Österreich betreibe schon seit Jahren der EU gegenüber eine schizophrene und populistische Politik. "Nämlich jene, zu sagen, wir sind zwar in der EU, wollen sie aber nicht. Es gibt da dieses Lächerlichmachen der EU. Es gibt diese Tendenz, in der Europäischen Union eine Anti-EU-Position einzunehmen und immer die nationale Karte zu spielen." Das mache sowohl die ÖVP, "obwohl die ursprünglich am pro-europäischsten war", aber auch die SPÖ und die FPÖ. Diese habe ja vor gar nicht all zu langer Zeit mit einem "Öxit" geliebäugelt, ehe sie durch die "Brexit"-Diskussion erkannt habe, dass ein Ausstieg Österreichs aus der Europäischen Union vielleicht doch nicht so populär und opportun wäre.

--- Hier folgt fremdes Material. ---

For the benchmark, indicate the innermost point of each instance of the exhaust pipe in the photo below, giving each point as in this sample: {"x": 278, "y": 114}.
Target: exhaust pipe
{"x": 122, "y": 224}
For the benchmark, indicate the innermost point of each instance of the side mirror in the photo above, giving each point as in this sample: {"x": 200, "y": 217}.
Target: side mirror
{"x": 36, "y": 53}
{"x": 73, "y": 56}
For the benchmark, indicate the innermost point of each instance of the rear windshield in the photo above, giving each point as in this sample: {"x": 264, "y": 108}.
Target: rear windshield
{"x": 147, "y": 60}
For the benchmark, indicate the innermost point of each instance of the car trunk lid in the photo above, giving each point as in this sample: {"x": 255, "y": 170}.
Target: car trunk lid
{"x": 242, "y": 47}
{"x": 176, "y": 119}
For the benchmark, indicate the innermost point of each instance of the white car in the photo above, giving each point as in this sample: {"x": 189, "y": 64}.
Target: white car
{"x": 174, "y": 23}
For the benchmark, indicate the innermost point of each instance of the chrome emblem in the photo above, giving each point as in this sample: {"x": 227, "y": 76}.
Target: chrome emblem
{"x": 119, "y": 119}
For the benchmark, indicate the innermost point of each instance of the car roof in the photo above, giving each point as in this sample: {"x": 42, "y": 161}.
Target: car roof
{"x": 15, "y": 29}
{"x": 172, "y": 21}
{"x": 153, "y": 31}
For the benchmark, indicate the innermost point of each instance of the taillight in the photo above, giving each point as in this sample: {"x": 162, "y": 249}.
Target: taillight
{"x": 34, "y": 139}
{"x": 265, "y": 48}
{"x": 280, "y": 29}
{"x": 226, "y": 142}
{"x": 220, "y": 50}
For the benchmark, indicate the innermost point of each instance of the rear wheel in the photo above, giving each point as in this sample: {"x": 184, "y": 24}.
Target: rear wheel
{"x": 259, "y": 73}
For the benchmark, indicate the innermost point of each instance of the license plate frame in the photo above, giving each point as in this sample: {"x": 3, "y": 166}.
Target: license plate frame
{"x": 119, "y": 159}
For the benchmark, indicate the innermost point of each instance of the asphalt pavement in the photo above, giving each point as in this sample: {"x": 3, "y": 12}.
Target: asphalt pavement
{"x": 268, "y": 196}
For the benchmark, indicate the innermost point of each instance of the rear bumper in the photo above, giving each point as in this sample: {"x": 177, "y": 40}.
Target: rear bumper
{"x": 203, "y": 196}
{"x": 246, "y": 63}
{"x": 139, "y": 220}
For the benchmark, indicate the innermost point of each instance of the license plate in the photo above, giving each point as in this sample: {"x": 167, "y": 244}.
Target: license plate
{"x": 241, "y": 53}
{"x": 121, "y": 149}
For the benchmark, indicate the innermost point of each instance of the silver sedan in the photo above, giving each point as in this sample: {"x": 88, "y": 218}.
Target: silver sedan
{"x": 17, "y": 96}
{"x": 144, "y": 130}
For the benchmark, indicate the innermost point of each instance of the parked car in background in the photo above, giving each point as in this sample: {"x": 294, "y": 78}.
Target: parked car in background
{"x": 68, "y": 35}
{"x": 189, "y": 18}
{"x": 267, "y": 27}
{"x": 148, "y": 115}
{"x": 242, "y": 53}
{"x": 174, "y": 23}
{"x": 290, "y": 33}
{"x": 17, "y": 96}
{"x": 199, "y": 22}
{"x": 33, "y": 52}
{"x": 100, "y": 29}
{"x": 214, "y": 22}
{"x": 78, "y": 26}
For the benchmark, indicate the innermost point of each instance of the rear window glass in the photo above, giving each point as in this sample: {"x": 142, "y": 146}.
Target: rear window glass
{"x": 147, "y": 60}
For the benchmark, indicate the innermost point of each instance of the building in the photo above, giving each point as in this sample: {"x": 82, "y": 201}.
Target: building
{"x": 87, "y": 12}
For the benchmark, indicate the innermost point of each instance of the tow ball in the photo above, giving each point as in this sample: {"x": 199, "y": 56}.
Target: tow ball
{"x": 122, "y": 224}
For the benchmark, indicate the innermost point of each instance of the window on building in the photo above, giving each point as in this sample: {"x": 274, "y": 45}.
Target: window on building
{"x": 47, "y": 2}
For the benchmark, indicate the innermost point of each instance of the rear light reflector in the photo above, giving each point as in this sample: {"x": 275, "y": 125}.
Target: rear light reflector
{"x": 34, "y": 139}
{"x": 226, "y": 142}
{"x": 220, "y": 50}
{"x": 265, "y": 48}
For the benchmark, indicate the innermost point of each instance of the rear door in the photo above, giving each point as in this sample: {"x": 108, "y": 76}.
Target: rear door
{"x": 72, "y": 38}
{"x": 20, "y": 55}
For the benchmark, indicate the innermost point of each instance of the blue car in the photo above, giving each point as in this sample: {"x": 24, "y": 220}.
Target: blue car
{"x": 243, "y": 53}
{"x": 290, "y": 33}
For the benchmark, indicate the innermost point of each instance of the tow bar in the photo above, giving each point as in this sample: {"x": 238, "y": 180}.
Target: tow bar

Der Kanzler müsse daher derzeit einen Spagat hinlegen, analysierte Güngör: "Er muss sich EU-kompatibel zeigen und den Pro-Europäer darstellen, allerdings muss er auch seinem Koalitionspartner gerecht werden." Verklausuliert werde dies etwa durch die Forderung nach einer "Subsidiarität" innerhalb der EU. Die Bemühungen von Macron, Merkel oder den Beneluxländern gingen aber in eine andere Richtung: "Sie wollen eine größere europäische Integration vorantreiben, mehr gemeinsame Außen-, Sicherheits- und auch Migrationspolitik, eine stärkere Harmonisierung." Österreichs aktuelle Regierung stehe unter Kurz' Führung indes tendenziell aufseiten jener osteuropäischen Länder, die "eher ein schwaches europäisches Gebilde sehen wollen." Nachsatz: "Das kommt wiederum den Amerikanern und Russen entgegen."

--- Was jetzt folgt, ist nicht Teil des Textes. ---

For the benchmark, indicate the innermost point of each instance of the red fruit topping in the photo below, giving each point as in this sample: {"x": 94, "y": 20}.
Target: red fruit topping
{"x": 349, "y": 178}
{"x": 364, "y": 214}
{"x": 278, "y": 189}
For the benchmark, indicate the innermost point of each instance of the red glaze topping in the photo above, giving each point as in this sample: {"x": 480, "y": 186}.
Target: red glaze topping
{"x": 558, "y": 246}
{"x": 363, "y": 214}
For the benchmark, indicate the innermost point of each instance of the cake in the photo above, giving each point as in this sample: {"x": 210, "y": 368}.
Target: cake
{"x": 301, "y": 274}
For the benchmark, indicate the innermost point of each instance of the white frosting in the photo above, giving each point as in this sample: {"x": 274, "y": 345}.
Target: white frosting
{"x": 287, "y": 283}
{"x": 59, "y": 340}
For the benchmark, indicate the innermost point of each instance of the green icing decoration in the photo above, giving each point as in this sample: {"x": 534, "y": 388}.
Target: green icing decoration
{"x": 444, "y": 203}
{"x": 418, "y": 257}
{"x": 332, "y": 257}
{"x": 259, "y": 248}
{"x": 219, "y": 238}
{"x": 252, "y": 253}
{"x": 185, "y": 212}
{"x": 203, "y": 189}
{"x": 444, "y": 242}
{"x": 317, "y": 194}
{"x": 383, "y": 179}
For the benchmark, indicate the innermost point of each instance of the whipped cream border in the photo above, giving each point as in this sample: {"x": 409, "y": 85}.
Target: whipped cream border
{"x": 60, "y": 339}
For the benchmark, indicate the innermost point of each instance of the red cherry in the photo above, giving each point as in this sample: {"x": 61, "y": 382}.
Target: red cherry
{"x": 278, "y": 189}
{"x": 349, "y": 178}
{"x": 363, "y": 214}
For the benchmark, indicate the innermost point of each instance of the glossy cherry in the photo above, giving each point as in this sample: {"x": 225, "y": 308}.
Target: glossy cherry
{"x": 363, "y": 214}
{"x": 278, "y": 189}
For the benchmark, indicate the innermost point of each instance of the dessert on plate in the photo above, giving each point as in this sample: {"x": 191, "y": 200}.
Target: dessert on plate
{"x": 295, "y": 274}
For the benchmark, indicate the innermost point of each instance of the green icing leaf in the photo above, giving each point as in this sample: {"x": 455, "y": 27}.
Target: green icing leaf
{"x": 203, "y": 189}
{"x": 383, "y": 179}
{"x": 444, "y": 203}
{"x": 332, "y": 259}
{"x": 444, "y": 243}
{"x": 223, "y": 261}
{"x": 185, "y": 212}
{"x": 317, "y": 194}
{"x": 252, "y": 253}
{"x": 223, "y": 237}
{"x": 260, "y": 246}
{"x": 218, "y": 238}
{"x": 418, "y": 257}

Zwar sei Kurz im Gegensatz zu anderen Politikern in Österreich in der Flüchtlingsfrage "nie gehässig" geworden, er habe aber schnell erkannt, "was opportun ist". Kurz und sein Team hätten ein gutes "G'spür" dafür, was bei der Bevölkerung ankomme. "Er sah, dass sich seine Enttäuschung mit der Skepsis vieler Österreicher deckte und er konnte aus dieser Skepsis politisches Kapital schlagen."

Auf einen Blick

Bundeskanzler Sebastian Kurz wird am Mittwoch und Donnerstag in der deutschen Hauptstadt Berlin neben seiner Amtskollegin Angela Merkel auch den Bundestagspräsidenten und früheren Finanzminister Wolfgang Schäuble (ebenfalls CDU) und den aus der Sozialdemokratie (SPD) stammenden Bundespräsidenten Frank-Walter Steinmeier treffen. Zudem ist laut seinem Büro ein Solo-Auftritt in der TV-Talkshow von Sandra Maischberger (ARD) sowie ein "hochkarätiges Abendessen" im "Axel-Springer-Haus" vorgesehen, zu dem sich unter anderen Verteidigungsministerin Ursula von der Leyen, Staatssekretär Jens Spahn (beide CDU) sowie die österreichische Schauspielerin Sonja Kirchberger und der österreichische Bundesliga-Fußballcoach Ralph Hasenhüttl (RB Leipzig) angesagt haben.